The top of the Elk Point is revised herein from the top of the basal transgressive red bed of the Upper Devonian to the bottom of the interval. This boundary coincides with the regional unconformity which in every respect is a more significant horizon for both formational and stratigraphic subdivision and nomenclature. The following points will illustrate this argument:

(a) It is fundamentally unacceptable to consider a 'regional' hiatus within the rocks of one stage, for example: the Givetian stage. Rather it is basically sound, in theory and in practice, that such an unconformity occurs between the Frasnian and Givetian stages. These mark the natural unconformable break in Europe between the Upper and Middle Devonian series (Schindwolf, 1954). It is in fact misleading to include a major unconformity within one formation as it is generally understood! It is therefore unreasonable to use one formational name which hides the fact that both Upper and Middle Devonian strata are present but separated by a regional unconformity.

(b) The top of the red bed represents a transgressive facies boundary and therefore cannot represent a time-marker between strata of the Upper and Middle Devonian epochs.
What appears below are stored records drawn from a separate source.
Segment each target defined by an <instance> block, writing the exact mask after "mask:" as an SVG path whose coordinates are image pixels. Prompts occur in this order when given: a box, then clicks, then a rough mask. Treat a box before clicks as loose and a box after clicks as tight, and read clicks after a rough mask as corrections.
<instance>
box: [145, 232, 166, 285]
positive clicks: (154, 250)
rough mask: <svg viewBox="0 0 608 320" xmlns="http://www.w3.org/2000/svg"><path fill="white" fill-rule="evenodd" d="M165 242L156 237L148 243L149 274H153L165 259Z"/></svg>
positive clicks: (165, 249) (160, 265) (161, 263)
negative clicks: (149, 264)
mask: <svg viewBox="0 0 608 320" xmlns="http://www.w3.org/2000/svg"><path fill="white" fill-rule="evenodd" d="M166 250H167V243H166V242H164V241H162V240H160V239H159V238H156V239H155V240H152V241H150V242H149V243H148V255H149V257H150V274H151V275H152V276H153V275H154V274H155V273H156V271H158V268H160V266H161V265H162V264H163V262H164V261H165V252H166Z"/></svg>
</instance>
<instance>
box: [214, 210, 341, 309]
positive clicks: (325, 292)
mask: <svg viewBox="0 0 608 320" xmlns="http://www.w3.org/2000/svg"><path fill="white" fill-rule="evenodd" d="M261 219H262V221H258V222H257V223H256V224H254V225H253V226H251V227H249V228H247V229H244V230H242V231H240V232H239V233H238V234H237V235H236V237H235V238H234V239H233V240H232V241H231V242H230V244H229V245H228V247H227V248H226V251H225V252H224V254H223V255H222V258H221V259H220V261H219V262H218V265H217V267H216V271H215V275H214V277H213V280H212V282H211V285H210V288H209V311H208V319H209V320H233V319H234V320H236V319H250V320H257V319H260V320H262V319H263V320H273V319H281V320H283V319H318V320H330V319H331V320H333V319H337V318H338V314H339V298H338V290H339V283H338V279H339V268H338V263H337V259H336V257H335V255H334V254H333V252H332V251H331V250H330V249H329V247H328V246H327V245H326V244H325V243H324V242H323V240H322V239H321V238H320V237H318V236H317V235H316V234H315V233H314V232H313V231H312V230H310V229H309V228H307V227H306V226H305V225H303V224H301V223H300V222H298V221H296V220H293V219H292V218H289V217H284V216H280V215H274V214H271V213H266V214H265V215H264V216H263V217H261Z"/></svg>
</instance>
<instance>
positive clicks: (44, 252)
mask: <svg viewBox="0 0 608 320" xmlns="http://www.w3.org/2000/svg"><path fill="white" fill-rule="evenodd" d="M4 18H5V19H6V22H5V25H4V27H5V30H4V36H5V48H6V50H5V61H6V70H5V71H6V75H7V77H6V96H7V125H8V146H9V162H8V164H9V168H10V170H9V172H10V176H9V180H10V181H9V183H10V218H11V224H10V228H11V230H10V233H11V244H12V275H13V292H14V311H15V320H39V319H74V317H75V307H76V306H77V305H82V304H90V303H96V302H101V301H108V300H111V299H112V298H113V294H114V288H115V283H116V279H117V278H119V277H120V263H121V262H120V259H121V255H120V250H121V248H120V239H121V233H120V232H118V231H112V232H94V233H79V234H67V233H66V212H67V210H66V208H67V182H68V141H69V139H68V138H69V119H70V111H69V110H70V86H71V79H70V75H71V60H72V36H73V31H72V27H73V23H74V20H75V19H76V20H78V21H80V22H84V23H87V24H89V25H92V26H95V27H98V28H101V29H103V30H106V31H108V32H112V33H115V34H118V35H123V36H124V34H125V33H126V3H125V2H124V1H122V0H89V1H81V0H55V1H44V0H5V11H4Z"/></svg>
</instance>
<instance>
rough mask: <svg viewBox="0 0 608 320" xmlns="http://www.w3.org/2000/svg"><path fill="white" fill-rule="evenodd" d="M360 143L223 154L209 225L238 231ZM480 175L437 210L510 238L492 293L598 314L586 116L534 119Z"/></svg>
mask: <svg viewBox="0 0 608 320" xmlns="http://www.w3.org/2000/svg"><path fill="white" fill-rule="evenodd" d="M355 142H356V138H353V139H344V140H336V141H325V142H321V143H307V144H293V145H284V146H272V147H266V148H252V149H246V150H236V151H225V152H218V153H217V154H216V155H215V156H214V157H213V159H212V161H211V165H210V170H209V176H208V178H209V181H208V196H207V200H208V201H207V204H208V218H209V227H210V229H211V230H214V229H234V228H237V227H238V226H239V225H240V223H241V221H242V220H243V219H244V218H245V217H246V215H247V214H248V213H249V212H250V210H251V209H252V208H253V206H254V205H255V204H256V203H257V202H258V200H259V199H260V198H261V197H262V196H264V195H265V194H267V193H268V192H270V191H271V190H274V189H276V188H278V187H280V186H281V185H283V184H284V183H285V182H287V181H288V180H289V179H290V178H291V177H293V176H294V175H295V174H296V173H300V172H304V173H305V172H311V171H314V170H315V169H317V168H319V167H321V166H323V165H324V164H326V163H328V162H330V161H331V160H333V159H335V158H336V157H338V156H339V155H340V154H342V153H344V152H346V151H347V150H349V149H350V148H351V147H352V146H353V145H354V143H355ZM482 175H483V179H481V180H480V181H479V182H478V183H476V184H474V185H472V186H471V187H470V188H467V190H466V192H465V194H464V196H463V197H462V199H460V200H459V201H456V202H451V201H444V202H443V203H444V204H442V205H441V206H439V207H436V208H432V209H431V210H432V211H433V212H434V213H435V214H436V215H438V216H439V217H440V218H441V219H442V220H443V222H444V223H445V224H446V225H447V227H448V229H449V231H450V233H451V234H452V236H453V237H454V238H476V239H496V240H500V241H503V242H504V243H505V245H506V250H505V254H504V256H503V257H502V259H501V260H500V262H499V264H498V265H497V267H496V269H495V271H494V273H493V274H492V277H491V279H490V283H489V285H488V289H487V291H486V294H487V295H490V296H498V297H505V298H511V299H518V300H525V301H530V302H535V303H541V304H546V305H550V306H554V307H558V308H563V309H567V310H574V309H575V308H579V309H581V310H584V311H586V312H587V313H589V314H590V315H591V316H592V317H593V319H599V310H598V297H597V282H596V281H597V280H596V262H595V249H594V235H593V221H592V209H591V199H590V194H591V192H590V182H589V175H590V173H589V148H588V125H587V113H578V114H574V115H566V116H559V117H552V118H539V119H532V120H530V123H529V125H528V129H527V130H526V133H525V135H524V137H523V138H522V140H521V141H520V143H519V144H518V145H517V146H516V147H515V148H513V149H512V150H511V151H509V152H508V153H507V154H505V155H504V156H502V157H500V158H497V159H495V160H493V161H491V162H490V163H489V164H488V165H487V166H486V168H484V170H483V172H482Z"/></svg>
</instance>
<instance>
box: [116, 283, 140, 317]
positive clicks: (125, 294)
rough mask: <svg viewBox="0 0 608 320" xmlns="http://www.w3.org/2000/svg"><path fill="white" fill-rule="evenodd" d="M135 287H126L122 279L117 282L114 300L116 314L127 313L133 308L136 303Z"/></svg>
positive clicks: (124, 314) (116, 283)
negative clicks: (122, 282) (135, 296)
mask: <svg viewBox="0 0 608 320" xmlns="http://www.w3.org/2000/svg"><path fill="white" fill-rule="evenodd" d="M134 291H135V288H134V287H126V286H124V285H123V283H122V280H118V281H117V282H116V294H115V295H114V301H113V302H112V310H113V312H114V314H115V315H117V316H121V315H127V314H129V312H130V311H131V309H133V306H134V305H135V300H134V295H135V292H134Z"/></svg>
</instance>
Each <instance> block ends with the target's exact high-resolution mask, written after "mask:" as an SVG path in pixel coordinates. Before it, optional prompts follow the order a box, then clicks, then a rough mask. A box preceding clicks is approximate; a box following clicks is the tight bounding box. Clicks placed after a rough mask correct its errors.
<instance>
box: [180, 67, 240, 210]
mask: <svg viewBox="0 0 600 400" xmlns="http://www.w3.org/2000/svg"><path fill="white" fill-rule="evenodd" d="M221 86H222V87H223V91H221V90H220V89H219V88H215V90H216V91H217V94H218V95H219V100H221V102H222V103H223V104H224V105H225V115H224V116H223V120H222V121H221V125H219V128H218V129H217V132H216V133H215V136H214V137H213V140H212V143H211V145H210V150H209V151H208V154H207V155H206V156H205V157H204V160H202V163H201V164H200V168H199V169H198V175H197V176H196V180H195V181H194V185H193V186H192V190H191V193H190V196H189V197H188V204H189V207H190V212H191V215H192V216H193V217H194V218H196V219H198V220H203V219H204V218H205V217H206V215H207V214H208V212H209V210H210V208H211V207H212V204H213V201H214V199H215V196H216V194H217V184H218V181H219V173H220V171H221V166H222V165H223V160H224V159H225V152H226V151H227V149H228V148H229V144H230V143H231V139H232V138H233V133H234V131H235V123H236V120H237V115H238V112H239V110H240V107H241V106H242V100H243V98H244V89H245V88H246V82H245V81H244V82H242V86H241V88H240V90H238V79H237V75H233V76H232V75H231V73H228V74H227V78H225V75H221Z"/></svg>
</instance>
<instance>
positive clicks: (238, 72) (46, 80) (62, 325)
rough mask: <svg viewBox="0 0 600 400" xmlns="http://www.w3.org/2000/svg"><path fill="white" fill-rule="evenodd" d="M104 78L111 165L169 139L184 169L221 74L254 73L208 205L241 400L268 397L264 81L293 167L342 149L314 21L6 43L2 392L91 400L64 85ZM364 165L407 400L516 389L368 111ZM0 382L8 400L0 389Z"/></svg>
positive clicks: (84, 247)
This red bed cannot be considered to represent late Middle Devonian sediments, when, in fact, below the red bed are late and early Middle Devonian strata.

(c) Many notable stratigraphers deliberately include (Woodring, 1953), or unsuspectingly hide, regional unconformities within type or reference sections. An example is the Cedar Valley formation of Iowa (Cooper, 1942) which has led to unceasing arguments that this formation is either Upper or Middle Devonian in age. In fact, the Cedar Valley is Upper and Middle Devonian and the "hidden" unconformity is well known beyond the area of the type section.

This same stratigraphic procedure has been followed in Western Canada, and has been commonly applied to the Devonian succession in the subsurface between Drumheller and the frontal Rocky Mountains. There is every reason to refer to the basal Upper Devonian red bed of this area as basal Beaverhill Lake and not uppermost Elk Point.